Você está ensinando uma questão social”, diz.
O especialista ressalta que a educação inclusiva é
uma necessidade e considera que cada caso deve ser analisado antes da
inserção do aluno com necessidades especiais no ambiente escolar.
Dessa
forma, com um conhecimento prévio, o ensino é adaptado de maneira
adequada e os profissionais que acompanham a criança podem entender
melhor a situação. “É um passo muito forte para uma sociedade inclusiva
do amanhã”, afirma.
Inclusão na prática
Com a implantação de programas de inclusão
sistemática desde 1978, o Colégio Pauliceia, situado no Brooklin, em São
Paulo, tem matriculados cerca de 20% de alunos com algum tipo de
deficiência, de um total de 610 estudantes.
Segundo a diretora Carmen
Lydia Trunci de Marco, a escola faz uma avaliação de repertório
acadêmico, social e psicológico do estudante antes dele iniciar as
aulas.
“Nesse processo pedagógico, há vários momentos de conversa, de
reflexão.

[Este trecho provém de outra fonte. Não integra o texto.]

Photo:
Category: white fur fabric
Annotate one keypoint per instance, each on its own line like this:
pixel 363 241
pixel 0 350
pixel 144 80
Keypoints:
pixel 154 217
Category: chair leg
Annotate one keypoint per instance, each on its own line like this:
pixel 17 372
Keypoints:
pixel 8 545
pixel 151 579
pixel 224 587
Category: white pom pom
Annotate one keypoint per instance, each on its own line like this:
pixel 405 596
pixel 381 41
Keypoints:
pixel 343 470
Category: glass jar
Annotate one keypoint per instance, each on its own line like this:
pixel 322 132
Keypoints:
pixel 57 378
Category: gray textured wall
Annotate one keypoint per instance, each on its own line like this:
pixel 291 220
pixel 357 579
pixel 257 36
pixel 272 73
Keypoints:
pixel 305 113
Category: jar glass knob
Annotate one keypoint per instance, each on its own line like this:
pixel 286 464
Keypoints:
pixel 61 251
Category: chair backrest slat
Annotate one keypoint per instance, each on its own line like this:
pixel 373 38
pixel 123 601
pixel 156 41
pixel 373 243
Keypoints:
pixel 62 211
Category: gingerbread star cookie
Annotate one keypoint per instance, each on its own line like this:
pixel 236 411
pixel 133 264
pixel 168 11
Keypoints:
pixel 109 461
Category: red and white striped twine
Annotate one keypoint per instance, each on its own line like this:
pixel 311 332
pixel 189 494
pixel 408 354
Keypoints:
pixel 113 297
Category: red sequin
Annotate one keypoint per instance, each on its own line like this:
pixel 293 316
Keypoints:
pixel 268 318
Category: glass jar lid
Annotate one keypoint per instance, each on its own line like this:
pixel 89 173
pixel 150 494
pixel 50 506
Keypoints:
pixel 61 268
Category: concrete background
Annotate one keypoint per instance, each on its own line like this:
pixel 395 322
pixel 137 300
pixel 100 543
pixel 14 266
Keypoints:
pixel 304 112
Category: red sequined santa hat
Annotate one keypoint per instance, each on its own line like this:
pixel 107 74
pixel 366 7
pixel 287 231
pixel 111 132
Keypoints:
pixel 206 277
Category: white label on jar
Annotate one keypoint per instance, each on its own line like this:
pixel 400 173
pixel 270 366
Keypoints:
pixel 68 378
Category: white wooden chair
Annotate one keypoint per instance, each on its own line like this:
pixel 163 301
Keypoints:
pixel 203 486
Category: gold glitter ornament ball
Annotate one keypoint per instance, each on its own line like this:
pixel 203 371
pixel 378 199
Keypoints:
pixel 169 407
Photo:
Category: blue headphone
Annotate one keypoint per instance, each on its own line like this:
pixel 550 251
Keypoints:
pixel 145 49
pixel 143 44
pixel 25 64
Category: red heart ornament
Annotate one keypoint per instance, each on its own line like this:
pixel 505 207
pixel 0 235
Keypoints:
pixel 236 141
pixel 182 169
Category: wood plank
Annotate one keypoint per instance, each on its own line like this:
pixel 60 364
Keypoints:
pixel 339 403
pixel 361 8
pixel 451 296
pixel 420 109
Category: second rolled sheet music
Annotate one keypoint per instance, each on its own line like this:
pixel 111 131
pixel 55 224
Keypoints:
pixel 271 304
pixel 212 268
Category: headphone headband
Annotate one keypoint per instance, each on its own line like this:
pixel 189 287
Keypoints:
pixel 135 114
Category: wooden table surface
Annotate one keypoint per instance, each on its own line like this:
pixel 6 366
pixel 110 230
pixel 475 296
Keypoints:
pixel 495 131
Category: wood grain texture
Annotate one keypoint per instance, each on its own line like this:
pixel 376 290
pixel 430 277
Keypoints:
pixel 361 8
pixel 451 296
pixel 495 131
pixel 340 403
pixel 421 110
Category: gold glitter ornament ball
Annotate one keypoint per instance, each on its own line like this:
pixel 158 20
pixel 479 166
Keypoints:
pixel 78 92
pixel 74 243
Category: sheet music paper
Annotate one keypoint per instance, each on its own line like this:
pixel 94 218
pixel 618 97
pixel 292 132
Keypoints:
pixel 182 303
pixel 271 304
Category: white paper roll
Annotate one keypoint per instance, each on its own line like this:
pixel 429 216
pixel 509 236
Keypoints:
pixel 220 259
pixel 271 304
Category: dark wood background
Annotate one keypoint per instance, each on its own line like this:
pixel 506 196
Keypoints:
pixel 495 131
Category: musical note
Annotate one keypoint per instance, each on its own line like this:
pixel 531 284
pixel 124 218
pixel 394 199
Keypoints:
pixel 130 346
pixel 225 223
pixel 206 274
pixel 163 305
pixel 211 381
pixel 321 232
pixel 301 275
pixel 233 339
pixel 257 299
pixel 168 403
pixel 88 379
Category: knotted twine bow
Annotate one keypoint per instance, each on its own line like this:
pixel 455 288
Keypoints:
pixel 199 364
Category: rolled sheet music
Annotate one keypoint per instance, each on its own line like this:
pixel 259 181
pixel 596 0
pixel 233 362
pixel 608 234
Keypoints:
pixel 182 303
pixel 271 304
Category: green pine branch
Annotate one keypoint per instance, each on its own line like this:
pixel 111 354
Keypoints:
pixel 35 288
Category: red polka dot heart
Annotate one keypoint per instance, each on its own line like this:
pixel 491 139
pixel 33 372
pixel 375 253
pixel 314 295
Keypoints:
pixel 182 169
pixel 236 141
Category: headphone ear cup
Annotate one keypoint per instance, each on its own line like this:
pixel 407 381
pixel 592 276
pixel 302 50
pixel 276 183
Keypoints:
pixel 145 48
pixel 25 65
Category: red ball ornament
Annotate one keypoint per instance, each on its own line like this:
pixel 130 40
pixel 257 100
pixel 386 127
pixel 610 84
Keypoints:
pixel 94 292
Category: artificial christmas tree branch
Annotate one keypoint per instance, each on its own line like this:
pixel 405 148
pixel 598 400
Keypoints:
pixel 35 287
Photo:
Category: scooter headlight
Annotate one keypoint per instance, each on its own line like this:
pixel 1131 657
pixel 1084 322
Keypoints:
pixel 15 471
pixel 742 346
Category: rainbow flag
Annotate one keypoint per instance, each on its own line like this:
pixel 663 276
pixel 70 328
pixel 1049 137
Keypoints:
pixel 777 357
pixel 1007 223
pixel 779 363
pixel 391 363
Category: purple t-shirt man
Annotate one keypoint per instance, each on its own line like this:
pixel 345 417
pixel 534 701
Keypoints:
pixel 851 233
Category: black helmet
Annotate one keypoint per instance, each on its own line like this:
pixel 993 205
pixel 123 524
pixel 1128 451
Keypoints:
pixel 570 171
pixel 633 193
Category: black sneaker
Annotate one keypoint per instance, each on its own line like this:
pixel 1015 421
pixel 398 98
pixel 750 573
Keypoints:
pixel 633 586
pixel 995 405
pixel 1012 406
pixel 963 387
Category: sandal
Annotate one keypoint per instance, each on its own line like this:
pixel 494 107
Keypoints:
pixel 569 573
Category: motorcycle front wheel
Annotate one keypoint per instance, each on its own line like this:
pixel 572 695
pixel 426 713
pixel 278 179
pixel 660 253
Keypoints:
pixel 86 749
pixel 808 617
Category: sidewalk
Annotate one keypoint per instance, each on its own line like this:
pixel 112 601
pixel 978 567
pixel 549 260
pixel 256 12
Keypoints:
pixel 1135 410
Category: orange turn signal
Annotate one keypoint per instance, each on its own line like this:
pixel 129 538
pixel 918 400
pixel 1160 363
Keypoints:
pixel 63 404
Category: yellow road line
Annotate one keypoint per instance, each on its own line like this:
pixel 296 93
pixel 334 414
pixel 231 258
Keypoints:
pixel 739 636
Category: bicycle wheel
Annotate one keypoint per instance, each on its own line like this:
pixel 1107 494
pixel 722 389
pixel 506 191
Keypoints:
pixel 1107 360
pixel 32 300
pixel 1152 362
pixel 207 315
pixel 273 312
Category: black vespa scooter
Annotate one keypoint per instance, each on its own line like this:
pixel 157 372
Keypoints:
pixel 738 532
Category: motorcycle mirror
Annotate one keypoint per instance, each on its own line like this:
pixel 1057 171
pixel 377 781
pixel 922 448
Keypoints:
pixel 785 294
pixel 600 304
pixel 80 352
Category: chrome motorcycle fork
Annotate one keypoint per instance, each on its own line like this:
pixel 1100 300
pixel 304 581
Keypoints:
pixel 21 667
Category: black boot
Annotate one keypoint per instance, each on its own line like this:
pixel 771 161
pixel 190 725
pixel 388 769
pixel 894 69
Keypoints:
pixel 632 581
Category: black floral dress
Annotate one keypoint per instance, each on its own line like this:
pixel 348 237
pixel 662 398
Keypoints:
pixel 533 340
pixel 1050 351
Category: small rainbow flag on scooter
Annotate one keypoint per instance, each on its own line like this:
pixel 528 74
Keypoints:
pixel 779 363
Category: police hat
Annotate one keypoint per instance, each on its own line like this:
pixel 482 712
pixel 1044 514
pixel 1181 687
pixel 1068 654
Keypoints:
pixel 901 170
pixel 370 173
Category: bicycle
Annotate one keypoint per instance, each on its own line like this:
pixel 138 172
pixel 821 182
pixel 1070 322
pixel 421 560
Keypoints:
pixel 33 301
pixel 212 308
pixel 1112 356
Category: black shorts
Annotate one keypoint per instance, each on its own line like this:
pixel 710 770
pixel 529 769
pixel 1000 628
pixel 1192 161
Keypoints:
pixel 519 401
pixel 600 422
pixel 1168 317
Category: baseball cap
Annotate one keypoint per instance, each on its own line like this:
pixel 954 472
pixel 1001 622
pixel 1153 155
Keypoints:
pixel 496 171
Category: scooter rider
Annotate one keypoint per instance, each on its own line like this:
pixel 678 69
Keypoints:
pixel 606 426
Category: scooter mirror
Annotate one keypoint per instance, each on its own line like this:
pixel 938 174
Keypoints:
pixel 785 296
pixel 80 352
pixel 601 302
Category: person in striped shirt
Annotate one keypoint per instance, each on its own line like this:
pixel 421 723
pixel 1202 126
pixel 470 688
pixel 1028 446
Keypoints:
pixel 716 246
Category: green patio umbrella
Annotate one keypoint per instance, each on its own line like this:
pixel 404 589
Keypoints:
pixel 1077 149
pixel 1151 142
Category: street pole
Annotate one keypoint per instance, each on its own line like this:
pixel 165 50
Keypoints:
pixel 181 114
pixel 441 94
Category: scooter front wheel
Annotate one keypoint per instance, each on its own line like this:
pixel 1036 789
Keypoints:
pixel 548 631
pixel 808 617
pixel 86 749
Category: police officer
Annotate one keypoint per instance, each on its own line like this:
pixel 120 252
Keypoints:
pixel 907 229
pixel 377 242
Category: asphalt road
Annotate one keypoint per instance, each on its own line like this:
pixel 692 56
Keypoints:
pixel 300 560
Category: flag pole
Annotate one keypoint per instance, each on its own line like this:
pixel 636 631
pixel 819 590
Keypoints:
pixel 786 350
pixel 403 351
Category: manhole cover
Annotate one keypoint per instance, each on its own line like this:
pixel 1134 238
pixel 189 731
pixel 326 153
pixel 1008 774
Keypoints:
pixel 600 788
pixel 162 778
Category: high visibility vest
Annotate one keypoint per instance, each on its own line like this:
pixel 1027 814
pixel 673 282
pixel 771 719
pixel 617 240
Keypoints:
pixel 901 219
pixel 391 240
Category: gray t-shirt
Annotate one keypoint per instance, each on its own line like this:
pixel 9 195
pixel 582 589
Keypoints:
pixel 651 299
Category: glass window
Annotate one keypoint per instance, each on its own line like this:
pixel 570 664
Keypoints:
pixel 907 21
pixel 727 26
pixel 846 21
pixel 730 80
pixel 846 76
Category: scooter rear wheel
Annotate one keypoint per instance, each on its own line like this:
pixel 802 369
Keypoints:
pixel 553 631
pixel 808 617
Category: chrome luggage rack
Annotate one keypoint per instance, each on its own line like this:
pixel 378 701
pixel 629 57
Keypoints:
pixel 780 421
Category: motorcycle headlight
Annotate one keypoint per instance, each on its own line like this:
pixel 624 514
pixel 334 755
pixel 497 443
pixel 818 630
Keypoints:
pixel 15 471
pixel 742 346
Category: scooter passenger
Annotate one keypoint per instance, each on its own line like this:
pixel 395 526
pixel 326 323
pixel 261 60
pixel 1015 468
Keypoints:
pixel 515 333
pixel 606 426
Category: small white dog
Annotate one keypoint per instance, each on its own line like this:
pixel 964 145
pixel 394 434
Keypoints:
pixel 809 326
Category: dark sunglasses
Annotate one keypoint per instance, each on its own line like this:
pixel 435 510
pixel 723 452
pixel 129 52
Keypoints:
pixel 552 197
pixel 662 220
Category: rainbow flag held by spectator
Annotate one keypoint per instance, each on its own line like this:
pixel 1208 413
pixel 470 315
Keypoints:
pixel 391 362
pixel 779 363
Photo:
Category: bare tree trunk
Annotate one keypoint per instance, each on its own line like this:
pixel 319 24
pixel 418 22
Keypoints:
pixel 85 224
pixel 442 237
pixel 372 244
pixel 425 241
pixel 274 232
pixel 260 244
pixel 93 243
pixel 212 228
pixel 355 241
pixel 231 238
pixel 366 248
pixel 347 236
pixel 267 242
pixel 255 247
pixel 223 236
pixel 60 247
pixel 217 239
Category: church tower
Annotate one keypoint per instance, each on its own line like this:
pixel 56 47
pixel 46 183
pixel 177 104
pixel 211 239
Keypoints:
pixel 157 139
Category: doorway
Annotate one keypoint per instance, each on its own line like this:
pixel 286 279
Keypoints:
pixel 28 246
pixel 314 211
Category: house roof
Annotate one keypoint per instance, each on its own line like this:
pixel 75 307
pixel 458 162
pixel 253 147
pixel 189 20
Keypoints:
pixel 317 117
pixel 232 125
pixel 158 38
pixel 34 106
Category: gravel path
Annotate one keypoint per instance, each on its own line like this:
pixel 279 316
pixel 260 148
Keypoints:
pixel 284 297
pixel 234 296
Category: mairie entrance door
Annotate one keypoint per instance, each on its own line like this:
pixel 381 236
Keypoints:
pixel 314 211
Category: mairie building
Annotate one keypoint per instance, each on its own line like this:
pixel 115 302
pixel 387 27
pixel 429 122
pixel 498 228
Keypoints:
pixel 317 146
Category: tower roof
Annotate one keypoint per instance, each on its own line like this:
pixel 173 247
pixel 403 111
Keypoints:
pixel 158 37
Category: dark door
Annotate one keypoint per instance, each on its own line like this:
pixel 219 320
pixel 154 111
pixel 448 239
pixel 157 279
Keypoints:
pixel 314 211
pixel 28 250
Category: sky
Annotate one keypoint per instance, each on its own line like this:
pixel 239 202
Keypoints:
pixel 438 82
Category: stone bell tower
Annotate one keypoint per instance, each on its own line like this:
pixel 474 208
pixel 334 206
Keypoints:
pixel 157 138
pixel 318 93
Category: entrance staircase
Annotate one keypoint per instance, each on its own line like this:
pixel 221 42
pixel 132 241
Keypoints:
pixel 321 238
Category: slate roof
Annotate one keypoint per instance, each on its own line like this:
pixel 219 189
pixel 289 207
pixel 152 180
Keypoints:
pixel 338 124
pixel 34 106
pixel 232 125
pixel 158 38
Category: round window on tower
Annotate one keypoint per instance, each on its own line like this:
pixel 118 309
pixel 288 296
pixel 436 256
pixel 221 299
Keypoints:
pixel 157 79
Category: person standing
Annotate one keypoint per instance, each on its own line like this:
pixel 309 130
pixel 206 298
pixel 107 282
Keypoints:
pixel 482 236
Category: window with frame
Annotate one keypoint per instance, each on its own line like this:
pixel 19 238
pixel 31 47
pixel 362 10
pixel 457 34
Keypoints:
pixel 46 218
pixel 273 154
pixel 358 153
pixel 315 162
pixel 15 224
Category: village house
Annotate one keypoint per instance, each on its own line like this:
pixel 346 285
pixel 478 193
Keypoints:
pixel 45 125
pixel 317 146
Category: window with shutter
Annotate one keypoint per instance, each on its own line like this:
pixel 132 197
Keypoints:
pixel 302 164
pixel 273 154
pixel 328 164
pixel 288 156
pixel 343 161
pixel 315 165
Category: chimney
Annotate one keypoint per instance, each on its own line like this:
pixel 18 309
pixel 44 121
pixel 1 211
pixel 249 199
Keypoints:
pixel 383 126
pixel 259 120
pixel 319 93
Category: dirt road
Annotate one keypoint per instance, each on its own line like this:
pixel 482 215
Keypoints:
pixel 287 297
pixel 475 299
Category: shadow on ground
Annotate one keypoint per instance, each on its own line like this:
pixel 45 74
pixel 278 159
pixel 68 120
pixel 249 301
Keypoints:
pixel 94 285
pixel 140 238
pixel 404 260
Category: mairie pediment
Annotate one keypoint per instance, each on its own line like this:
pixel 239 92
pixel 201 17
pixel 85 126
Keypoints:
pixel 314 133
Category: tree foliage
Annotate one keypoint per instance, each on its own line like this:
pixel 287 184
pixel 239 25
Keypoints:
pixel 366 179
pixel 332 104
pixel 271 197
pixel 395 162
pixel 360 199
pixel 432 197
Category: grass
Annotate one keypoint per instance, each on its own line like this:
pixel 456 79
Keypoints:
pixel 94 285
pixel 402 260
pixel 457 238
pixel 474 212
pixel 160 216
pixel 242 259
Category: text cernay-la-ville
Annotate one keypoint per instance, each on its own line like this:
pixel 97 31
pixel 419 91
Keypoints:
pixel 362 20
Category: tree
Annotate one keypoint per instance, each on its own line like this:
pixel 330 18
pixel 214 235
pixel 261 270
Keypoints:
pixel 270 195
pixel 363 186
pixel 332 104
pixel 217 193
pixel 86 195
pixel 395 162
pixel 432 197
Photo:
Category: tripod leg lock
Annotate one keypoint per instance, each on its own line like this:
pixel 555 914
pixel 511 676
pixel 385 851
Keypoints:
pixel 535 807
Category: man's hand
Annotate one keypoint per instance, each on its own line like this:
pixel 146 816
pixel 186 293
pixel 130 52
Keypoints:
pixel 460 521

O trabalho envolve todo mundo e é fantástico para todos os
alunos”, conta.
Assim, a escola promove uma intervenção
comportamental precoce com alunos de 2 a 17 anos.
De acordo com Carmen, o
ser humano deve ser exposto às mais diversas situações de diferença,
desde os primeiros anos de vida, para que ele consiga administrar seu
comportamento e respeitar as diferenças.
“Muitos alunos se interessam
pela área de psicologia, educação por isso”, afirma.
Hoje, no colégio, a aceitação dos pais em relação à
convivência dos filhos com crianças deficientes é boa.
“Algumas famílias
estão conosco porque acreditam que suas crianças têm de crescer e
conviver desde pequenas com o diferente”, diz Carmen. “Quanto mais
novinha [a criança], o trabalho frutifica mais”, completa.
No entanto, a situação nem sempre foi assim. A
diretora afirma já ter tido muitos problemas durante a trajetória do
projeto devido à intolerância de mães e pais.
“O preconceito geralmente
não vem da criança, mas da família. A escola deve se mostrar aberta e
explicitar aos pais a importância da convivência e da experiência de
aprendizado deles e dos filhos”, acredita Monezzi.
Terezinha Rodrigues, cuidadora de crianças com
deficiência na Escola Municipal de Ensino Fundamental Professora
Sebastiana Cobra, em São José dos Campos, trabalha há dois anos com
alunos tetraplégicos, portadores de síndrome de Down e também com
autistas.
Segundo ela, as escolas e os professores da rede de ensino
público não estão preparados para receber alunos com algum tipo de
deficiência, mesmo que a legislação vigente garanta os direitos desses
estudantes.
Hoje, a cuidadora é responsável por uma criança de 8
anos com TEA e por um garoto de 14 anos com tetraplegia.
“Ele está
sempre sorrindo, de bem com a vida, é um amor”, conta. Como o estudante
não sabe ler, escrever e até mesmo falar, Terezinha teve de aprender
como lidar e entender suas necessidades. “Ele se comunica comigo através
do olhar”, diz.
Segundo ela, a interação dos colegas de sala e da
escola toda com os alunos especiais é ótima e alguns coleguinhas de sala
até auxiliam as crianças nas atividades escolares, de artes,
informática e educação física.
Para a cuidadora, o que falta para que a inclusão se
efetive é a formação de professores especializados em ensino inclusivo, a
fim de que os profissionais consigam lidar tanto pedagogicamente como
emocionalmente com alunos especiais.
Em relação à estrutura das escolas,
Terezinha reitera que reformas são necessárias para que os alunos
possam ser acolhidos de maneira adequada.